The following was written by Pretoria-based ASFL Local Coordinator Martin van Staden
Libertarianism is not a philosophy of appeasement. Unlike our social democratic colleagues, most of us do not dress libertarianism up as a vehicle for utopian outcomes. When we ask for welfare systems to be dismantled, we understand that some will be stripped of their immediate income, and so to say, be thrown under the bus (although, merely temporarily). When we ask for military intervention to cease, we understand that some civilian in a far off place may be deprived of protection he has become accustomed to. When we demand that the State should not violate privacy until there is no doubt that a liberty-depriving crime has been committed, we acknowledge that some crimes may not be averted and that some people may suffer as a consequence. Quite maturely, and with the application of logical reasoning and rationality, we know that the implementation and the construction of a free society, although perfectly practical, will not be an easy ride for anyone, and that the ride will be more difficult for some than it is for others. But we regard only one principle as mandatory imperative: individual liberty.
Libertarianism is about realizing that in all circumstances when dealing with people with agency, the individual is the best judge of their own interests. If you are of the Rothbardian school, you believe the State should move out of the way because it is a criminal entity which violates our natural rights. If you are inclined toward the ideas of David Friedman, you believe the State should move out of the way because as a matter of fact, it is always effectively inferior to the operation of the free market, an idea which Rothbard also broadly agrees with. ‘The State moving out of the way’ obviously has its own consequences, many of which are unknown, but which we believe in any case will be preferable than having a supermassive institution extorting us on a continual basis in every facet of our existence.
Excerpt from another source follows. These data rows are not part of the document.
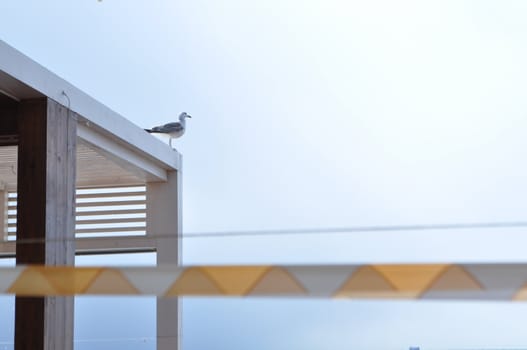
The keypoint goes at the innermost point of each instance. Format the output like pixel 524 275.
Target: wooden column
pixel 163 219
pixel 45 218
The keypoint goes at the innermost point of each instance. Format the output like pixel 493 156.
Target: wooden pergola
pixel 55 141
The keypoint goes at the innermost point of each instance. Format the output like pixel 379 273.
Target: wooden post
pixel 45 218
pixel 163 219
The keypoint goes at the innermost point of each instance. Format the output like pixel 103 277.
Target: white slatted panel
pixel 101 212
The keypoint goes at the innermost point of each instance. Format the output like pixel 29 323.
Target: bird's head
pixel 184 115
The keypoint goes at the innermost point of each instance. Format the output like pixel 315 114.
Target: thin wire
pixel 290 232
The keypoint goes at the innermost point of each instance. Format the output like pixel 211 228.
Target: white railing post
pixel 163 222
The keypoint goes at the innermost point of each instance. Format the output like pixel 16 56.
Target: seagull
pixel 174 129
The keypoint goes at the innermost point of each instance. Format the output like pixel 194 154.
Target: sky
pixel 315 114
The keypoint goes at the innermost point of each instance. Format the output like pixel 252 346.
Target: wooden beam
pixel 8 122
pixel 163 219
pixel 45 218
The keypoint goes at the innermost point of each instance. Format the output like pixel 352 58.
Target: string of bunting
pixel 407 281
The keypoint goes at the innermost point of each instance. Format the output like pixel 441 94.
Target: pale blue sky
pixel 319 114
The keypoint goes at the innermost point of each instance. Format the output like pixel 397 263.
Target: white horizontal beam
pixel 123 156
pixel 21 78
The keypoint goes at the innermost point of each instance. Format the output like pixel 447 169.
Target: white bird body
pixel 174 129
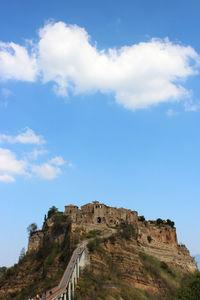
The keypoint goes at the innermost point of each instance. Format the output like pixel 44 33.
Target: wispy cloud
pixel 140 75
pixel 190 106
pixel 11 165
pixel 171 113
pixel 6 92
pixel 26 137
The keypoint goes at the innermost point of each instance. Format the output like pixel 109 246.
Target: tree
pixel 141 218
pixel 170 223
pixel 32 228
pixel 22 254
pixel 52 211
pixel 159 221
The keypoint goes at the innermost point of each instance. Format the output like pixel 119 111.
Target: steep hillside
pixel 120 269
pixel 130 258
pixel 41 268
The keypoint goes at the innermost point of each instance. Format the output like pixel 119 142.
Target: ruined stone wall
pixel 99 214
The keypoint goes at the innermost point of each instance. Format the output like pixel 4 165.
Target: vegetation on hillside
pixel 109 282
pixel 42 269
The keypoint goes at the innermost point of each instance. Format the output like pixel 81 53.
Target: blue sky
pixel 99 100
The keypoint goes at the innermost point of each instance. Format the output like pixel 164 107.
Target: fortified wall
pixel 159 240
pixel 98 215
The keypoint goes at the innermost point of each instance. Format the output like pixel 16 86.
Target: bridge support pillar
pixel 73 287
pixel 69 291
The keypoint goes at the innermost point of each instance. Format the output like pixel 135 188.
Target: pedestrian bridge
pixel 65 289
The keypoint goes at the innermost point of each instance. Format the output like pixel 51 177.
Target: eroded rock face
pixel 35 240
pixel 159 240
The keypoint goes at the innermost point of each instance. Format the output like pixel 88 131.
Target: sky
pixel 99 100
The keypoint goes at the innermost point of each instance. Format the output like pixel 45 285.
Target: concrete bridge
pixel 65 289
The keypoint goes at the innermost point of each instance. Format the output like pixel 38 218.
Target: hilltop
pixel 127 255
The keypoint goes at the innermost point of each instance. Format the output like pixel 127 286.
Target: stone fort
pixel 100 215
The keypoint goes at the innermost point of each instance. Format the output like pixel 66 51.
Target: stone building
pixel 99 214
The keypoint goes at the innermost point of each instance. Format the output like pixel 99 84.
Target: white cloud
pixel 189 106
pixel 37 152
pixel 16 63
pixel 9 164
pixel 58 161
pixel 6 92
pixel 26 137
pixel 6 178
pixel 171 112
pixel 46 171
pixel 139 76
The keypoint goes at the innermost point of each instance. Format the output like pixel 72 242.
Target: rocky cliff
pixel 144 255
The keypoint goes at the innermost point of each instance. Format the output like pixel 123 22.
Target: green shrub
pixel 159 221
pixel 92 233
pixel 170 223
pixel 127 231
pixel 52 211
pixel 149 238
pixel 141 218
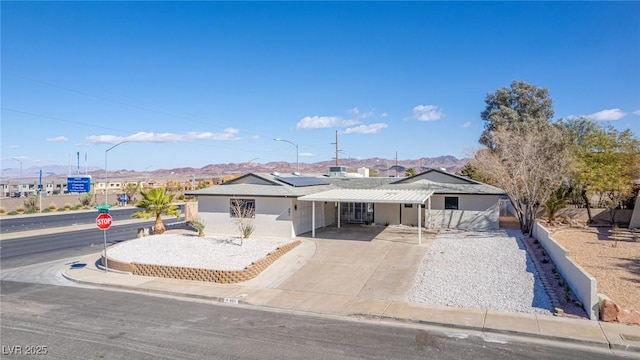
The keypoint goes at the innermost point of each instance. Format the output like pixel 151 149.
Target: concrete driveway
pixel 361 261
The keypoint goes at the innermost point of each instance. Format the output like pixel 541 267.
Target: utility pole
pixel 396 163
pixel 337 162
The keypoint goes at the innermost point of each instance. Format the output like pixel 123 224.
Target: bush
pixel 199 225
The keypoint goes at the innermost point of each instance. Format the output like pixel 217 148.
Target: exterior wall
pixel 475 212
pixel 329 213
pixel 273 216
pixel 386 214
pixel 581 282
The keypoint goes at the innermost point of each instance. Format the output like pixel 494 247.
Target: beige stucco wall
pixel 273 216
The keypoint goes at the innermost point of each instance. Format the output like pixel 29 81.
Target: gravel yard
pixel 188 250
pixel 482 270
pixel 616 267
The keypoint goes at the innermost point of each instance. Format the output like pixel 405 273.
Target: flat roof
pixel 393 196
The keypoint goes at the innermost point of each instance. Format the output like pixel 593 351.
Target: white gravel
pixel 482 270
pixel 186 250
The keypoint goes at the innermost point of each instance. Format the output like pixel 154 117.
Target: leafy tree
pixel 243 213
pixel 528 162
pixel 156 202
pixel 410 172
pixel 607 162
pixel 511 107
pixel 557 200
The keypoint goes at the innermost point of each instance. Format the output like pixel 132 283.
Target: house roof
pixel 253 184
pixel 413 187
pixel 395 196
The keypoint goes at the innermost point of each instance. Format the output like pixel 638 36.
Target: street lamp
pixel 106 177
pixel 297 153
pixel 20 185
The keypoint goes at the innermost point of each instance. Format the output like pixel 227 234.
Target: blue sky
pixel 191 84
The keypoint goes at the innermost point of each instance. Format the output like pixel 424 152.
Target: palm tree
pixel 156 202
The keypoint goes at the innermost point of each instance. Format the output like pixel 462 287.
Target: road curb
pixel 235 301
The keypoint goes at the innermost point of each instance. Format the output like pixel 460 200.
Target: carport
pixel 388 196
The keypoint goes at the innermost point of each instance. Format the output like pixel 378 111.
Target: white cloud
pixel 58 139
pixel 607 115
pixel 150 137
pixel 427 113
pixel 366 129
pixel 321 122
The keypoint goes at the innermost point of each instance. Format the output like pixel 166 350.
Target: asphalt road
pixel 12 224
pixel 41 248
pixel 81 323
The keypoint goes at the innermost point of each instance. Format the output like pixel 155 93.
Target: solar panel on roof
pixel 302 181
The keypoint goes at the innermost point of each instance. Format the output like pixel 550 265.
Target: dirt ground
pixel 614 264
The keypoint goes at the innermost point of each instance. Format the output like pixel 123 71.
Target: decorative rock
pixel 629 317
pixel 609 310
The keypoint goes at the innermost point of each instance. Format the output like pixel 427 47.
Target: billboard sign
pixel 79 184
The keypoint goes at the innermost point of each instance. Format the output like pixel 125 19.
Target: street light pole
pixel 106 173
pixel 106 201
pixel 297 153
pixel 19 185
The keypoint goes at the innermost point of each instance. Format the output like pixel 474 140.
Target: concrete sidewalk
pixel 298 282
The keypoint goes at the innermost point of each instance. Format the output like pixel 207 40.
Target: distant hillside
pixel 383 167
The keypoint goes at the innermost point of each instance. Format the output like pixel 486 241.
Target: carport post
pixel 419 224
pixel 429 201
pixel 313 219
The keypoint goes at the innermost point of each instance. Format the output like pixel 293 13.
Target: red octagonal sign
pixel 103 221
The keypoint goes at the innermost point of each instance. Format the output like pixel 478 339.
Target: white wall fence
pixel 582 284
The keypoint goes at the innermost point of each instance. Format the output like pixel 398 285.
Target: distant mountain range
pixel 383 167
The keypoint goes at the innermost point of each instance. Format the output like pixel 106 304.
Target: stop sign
pixel 103 221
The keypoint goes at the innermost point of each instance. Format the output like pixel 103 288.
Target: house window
pixel 245 208
pixel 451 203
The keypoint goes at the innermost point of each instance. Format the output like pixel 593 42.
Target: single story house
pixel 287 206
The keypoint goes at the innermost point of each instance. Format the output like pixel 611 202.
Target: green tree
pixel 607 163
pixel 528 162
pixel 410 172
pixel 556 201
pixel 156 202
pixel 511 107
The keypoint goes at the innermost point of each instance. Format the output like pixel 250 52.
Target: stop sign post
pixel 104 221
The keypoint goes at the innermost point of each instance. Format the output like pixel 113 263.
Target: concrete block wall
pixel 581 282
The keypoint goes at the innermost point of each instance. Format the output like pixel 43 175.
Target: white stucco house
pixel 287 206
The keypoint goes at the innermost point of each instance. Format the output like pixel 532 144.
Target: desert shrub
pixel 198 224
pixel 247 231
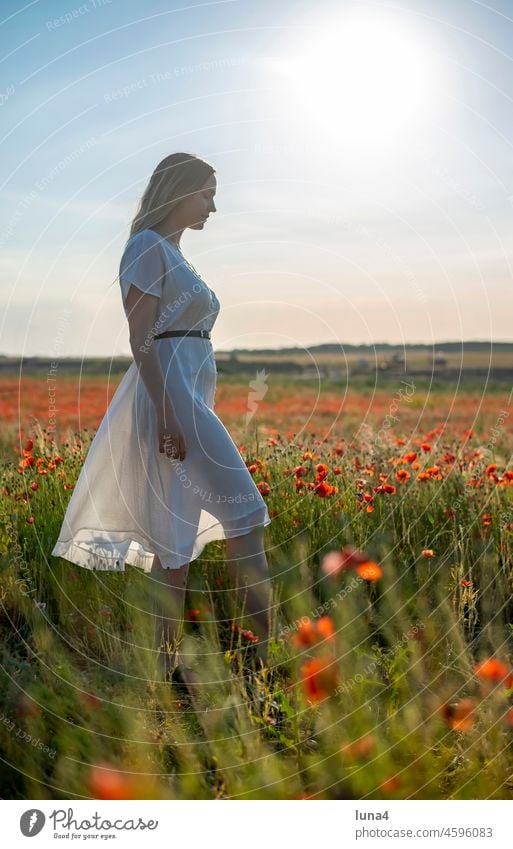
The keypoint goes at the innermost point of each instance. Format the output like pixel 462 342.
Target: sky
pixel 362 150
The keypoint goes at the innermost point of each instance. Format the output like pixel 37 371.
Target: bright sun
pixel 361 79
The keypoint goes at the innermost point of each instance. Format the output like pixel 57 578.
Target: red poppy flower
pixel 319 678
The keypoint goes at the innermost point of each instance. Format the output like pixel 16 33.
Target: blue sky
pixel 363 153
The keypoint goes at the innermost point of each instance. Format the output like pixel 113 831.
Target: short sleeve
pixel 143 264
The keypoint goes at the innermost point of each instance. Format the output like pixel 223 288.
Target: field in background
pixel 391 553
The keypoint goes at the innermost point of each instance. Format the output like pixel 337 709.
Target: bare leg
pixel 168 592
pixel 249 572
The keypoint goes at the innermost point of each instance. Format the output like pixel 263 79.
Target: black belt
pixel 205 334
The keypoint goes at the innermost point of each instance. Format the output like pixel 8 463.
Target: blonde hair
pixel 176 177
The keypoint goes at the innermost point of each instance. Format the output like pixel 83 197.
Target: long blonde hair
pixel 175 178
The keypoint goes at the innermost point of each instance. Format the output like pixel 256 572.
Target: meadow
pixel 390 675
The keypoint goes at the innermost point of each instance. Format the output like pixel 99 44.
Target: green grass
pixel 255 735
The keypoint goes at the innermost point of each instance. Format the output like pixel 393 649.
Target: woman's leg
pixel 249 572
pixel 168 603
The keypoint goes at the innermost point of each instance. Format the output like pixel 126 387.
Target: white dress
pixel 131 502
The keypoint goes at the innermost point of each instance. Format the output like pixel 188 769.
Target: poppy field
pixel 390 671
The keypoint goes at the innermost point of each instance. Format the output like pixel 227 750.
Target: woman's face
pixel 195 209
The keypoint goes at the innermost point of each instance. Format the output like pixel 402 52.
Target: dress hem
pixel 108 554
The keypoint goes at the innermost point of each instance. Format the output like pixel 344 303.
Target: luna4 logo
pixel 31 822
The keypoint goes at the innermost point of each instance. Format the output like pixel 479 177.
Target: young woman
pixel 162 476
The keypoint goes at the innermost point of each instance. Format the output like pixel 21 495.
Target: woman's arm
pixel 141 313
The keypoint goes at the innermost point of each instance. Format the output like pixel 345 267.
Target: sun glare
pixel 361 79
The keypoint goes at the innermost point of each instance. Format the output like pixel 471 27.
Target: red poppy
pixel 369 571
pixel 319 678
pixel 493 671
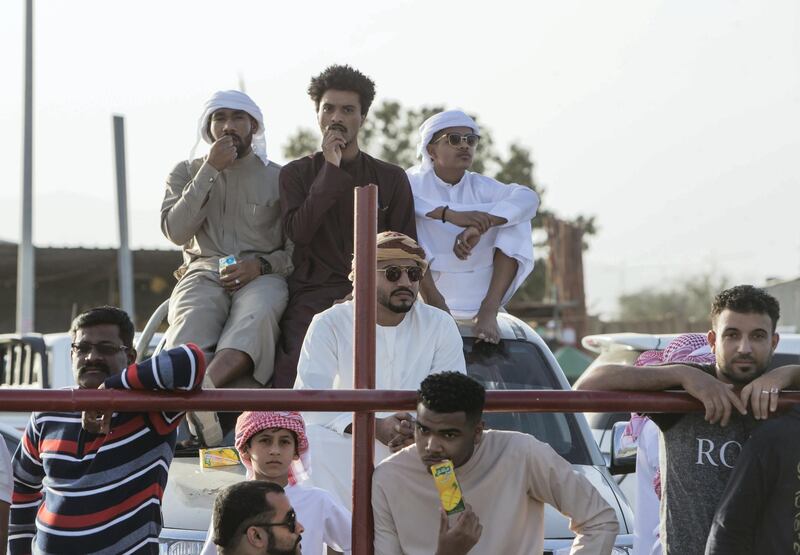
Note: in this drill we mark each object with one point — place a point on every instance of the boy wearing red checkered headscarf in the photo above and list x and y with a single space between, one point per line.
273 446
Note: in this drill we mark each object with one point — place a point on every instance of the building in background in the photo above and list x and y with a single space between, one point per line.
71 280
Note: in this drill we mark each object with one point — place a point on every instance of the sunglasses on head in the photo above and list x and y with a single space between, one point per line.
290 522
393 273
455 139
105 349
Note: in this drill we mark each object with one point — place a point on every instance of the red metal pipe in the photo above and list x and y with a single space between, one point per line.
19 400
366 229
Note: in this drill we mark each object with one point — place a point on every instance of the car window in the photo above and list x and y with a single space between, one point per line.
518 364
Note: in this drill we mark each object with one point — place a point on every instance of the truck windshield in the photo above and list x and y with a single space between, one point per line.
518 364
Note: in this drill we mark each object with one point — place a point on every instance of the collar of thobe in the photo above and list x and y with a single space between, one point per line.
350 164
239 163
442 183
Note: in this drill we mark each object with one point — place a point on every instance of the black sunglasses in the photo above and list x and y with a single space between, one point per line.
105 349
290 522
393 273
455 139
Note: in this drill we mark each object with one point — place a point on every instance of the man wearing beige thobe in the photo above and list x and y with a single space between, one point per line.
226 204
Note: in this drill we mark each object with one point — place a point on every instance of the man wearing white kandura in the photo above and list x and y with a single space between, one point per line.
475 230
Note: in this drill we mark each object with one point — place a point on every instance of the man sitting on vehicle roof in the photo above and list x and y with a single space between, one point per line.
413 340
317 193
476 230
223 210
93 482
505 479
698 455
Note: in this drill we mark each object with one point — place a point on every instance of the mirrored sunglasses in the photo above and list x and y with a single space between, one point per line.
290 522
455 139
393 273
105 349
Stefan Molyneux has been clear in this regard. A popular rebuttal of his when someone asks him “how would x be done without the State?” is to say that he does not care. However it will be done, is a better alternative to having people in costumes with guns doing it with purported legitimacy. Any voluntary acts are to be preferred over the coercion of government, even if they prove to be more difficult or uncertain.
The example of the Mormon Church in the United States is an especially good illustration of the existence of the voluntary act of private welfare. Indeed, church charities are extremely common, with South Africa being no exception. However the Mormon Church, according to Murray Rothbard, has its own welfare bureaucracy whose duty, unlike many social workers who believe they must get people on welfare, is to assist Church members to get off welfare as soon as they possibly can. This is preferable since, as Rothbard illustrates, the State-pauper dependency relationship can easily become perpetual, especially when welfare benefits seem to outweigh or match the benefits one would gain from being independent. Where the Mormon Church is unable to get a given member off their welfare program, they at least ensure the member is actively working, usually for the Church and its welfare bureaucracy. This is a great example which shows the moral and effective superiority of private welfare to the coercive welfare of the State. It is of fundamental importance that libertarians continue to oppose public welfare even though it has become very unpopular.
But what is further illustrated by the concept of welfare for libertarians and to-be libertarians is how the Friedmanian Chicago School analysis again proves true: comparing the imperfect private welfare with the imperfect government welfare ends up with the government welfare being more ineffective. Further comparing the positive intended consequences of both private and public welfare with the negative unintended consequences of both, one also sees that the negative consequences of public welfare far outweigh that of the positive. The same is not true for private welfare. To list only a few of the (big) negative consequences of State welfare: welfare resources are acquired through coercion; the resulting dependency between State and pauper defeats the purpose of welfare; the State’s expenditure on welfare will inevitably rise if politicians hope to win elections; and there is unequal treatment of citizens before the law. The only positive intended consequence would have been to create independent citizens or rise millions out of poverty. In South Africa at least, this has not happened to the extent intended. Of course, as Nigel Ashford of the Institute for Human Studies summed up, the negative will outweigh the positive for as long as policy makers ignore human nature: we pursue our self-interest. There is no reason for someone who enjoys more benefits under welfare than he otherwise would by working, to try and rid himself of the welfare.
Welfare, I am assuming in America, but without a doubt in South Africa, is an emotional issue one not dare contest. To be a white South African criticizing the welfare system would result in being labeled a racist. To be a black South African criticizing the welfare system results in being labeled a sellout. In our highly racialized society where millions are still poor and millions yet unemployed, consciously taking on this system inevitably results in insults, accusations of not having any compassion and, I dare not forget, accusations of some-or-other privilege, be it ‘white’ or ‘male’. But we are libertarians. Libertarianism is not a philosophy of appeasement. Unlike our social democratic colleagues, most of us do not dress libertarianism up as a vehicle for utopian outcomes.